Reliability layer for Celery. Zero job loss with task resurrection, idempotency, and graceful shutdown.
Project description
Relier
Your Celery workers will crash tonight. Your tasks should still complete.
Relier makes Celery reliable. One decorator wraps your existing tasks with crash recovery, exactly-once execution, two-tier timeouts, graceful shutdown, admission control, and a DLQ without changing your function bodies or your Redis broker.
Every task either completes, hands off to another worker, or lands in the Dead Letter Queue with a traceable reason. Nothing silently disappears.
→ Landing page · Docs · Quickstart
What changes
Vanilla Celery:
@celery_app.task
def charge_customer(customer_id: str, amount_cents: int):
return stripe.charge(customer_id, amount_cents)
charge_customer.delay("cus_abc", 5000)
# - Worker dies mid-charge -> task lost
# - Network blip causes retry -> customer charged twice
# - Stripe hangs -> task hangs the worker forever
# - Traffic spike -> queue floods, cascade failure
With Relier (same function, four added kwargs):
from relier.tasks.decorator import rl_task
@rl_task(
queue="high_priority",
idempotent=True, # exactly-once via atomic Redis Lua
soft_timeout=8, # cleanup hook fires at 8s
hard_timeout=10, # cancelled at 10s
)
async def charge_customer(customer_id: str, amount_cents: int):
return await stripe.charge(customer_id, amount_cents)
await charge_customer.apush("cus_abc", 5000)
# - Worker dies -> Phoenix re-queues within ~8s (p99), same args; idempotency
# stops a double-charge
# - Network blip -> cached result returned, no second charge
# - Stripe hangs -> cancelled at 10s, quarantined to DLQ with full payload
# - Traffic spike -> AdmissionRejectedError with Retry-After, HTTP 429 ready
That's the entire migration. Your function body doesn't change. Your call site
swaps .delay(...) for await task.apush(...) (async) or task.push(...)
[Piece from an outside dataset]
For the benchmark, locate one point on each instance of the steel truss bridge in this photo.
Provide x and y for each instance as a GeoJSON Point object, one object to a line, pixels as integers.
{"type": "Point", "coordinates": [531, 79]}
(sync, for Flask / Django views / scripts).
What Relier solves
| Problem | Vanilla Celery | With Relier |
|---|---|---|
| Worker OOM-killed mid-task | Lost forever, no trace | Phoenix re-queues within ~9 s (p99) |
| Non-idempotent retries | Your problem to solve | idempotent=True atomic Lua, exactly-once |
| No task timeouts | Zombie tasks block workers | Two-tier soft/hard timeout with cleanup hooks |
| Ungraceful deploys | ~40% of in-flight tasks silently lost | SIGTERM drain + handoff to other workers |
| No visibility | celery inspect, then squint |
rl tasks inflight --follow, structured output |
| Traffic spikes | Queue floods, cascade failures | Atomic admission control, Retry-After |
| Poison-pill tasks | Crash workers forever | Quarantined to DLQ after max_resurrections |
| Schema drift on rolling deploy | Old payloads on new code fail silently | Versioned envelope + sequential migrations |
All eight covered. Same Celery programming model. Same Redis broker. No new infrastructure to operate beyond what you already have.
What Relier is and is not
Relier is a thin wrapper around Celery, not a replacement for it.
You keep your workers (celery -A relier.tasks.app worker), your Redis broker,
your queue names, your @task intuition. Relier adds a lifecycle layer on top:
heartbeat tracking, resurrection, idempotency, timeouts, graceful shutdown. Your
function bodies don't change. Your infrastructure doesn't change. You add one
decorator, switch .delay() to .push(), and you're done.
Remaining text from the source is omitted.